Os ponteiros marcam meio-dia. O sol, escaldante como de costume nos fevereiros de Salvador, faz brilhar o mar do Porto, vizinho do Farol, ambos no bairro Barra. “Carnavalizou”, ironiza a baiana de acarajé Rosilene Brandão, 35 anos, enquanto arma o tabuleiro no intermédio entre os pontos turísticos, neste domingo de carnaval (14). “Brincadeira, mas a verdade é que estamos com um sentimento muito grande, o ano aqui só começa depois de fevereiro”, diz, já em tom de tristeza.
Neste ano, os circuitos Dodô (Barra/Ondina), reduto de camarotes e emissoras de TV, Osmar (Centro) e Batatinha (Pelourinho) não viram e nem vão ver a cara dos trios elétricos – e de uma multidão atrás deles – por determinação das gestões estadual e municipal. A pandemia de covid-19 torna impossível, até imaginar, dois milhões de foliões nas ruas. O que é comum, em Salvador, por dia de festa.
Baiana de acarajé há 30 anos, Rosilene costuma trabalhar no circuito Osmar, onde chega a vender 800 acarajés e abarás por dia. Hoje, decidiu ir à Barra pela proximidade das praias que, embora teoricamente fechadas, receberam uma grande quantidade de visitantes. Rosilene até estranha a pouca movimentação para a época, mas argumenta que, por mais que deixe de ganhar o triplo do que ganha nos demais meses do ano, não há clima ou condições sanitárias para uma folia segura. Cita ainda as milhares de vidas perdidas para a doença em todo o País.
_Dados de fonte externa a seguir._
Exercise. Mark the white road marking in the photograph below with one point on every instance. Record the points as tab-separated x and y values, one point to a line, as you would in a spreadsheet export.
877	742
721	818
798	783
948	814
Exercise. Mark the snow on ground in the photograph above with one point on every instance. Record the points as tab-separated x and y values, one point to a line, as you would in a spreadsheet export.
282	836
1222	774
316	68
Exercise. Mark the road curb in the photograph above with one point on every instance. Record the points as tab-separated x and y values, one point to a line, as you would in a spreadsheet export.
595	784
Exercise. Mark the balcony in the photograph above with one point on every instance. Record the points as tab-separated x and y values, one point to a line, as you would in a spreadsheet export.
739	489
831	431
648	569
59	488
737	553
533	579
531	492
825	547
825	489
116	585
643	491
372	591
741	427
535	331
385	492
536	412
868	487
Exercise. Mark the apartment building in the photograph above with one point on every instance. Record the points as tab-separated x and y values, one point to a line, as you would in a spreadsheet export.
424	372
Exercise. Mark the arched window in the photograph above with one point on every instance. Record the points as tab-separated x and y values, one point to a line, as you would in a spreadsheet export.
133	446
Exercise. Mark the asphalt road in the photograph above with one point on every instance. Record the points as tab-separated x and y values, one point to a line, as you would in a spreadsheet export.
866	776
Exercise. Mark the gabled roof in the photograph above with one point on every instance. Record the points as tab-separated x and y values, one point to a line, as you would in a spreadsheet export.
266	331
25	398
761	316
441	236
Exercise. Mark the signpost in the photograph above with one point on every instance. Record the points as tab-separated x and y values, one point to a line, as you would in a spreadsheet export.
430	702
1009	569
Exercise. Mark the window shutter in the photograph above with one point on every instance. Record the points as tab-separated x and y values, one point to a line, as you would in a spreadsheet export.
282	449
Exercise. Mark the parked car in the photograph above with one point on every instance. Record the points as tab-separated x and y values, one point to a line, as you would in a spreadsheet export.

“É tão surreal perceber que estamos aqui, no carnaval, e não temos um terço de pessoas circulando, não temos clima, só calor mesmo. Muita gente que trabalha nesse período não vai poder contar com isso e é muito triste. Muito estranho viver isso em tantos anos de trabalho”, afirma. Àquela altura em 2020, no domingo de carnaval, os trios já estariam em fileiras para iniciar o quarto dia oficial da folia baiana. Também havia cerca de 4,5 mil ambulantes posicionados para trabalhar nos circuitos. Ao todo, 16,5 milhões de pessoas circularam pela cidade ao longo dos sete dias, segundo a Secretaria de Segurança Pública do Estado da Bahia (SSP-BA) informou à época.
Agora, o que se vê de movimento na extensão que vai do Morro do Cristo ao Farol (etapa inicial dos desfiles) se resume à circulação de ciclistas, banhistas e, nos bares das imediações, grupos de no máximo oito pessoas por mesa. Na Avenida Anita Garibaldi, um dos principais acessos ao circuito Dodô, a circulação dos carros nem de longe lembra os longos engarrafamentos costumeiros do carnaval.
A prefeitura de Salvador iniciou, neste domingo, uma operação para evitar aglomerações nos circuitos do Carnaval. A força-tarefa envolve as secretarias de Desenvolvimento Urbano (Sedur) e Ordem Pública (Semop), Guarda Civil Municipal (GCM) e Polícia Militar. A ação vai até terça-feira (16). De acordo com a prefeitura, neste domingo, não houve registro de bloquinho, manifestação cultural ou atividades irregulares. A Guarda Municipal realizou duas dispersões nas praias da Barra e na praia do MAM. A operação contra aglomeração de carnaval segue até terça-feira (16).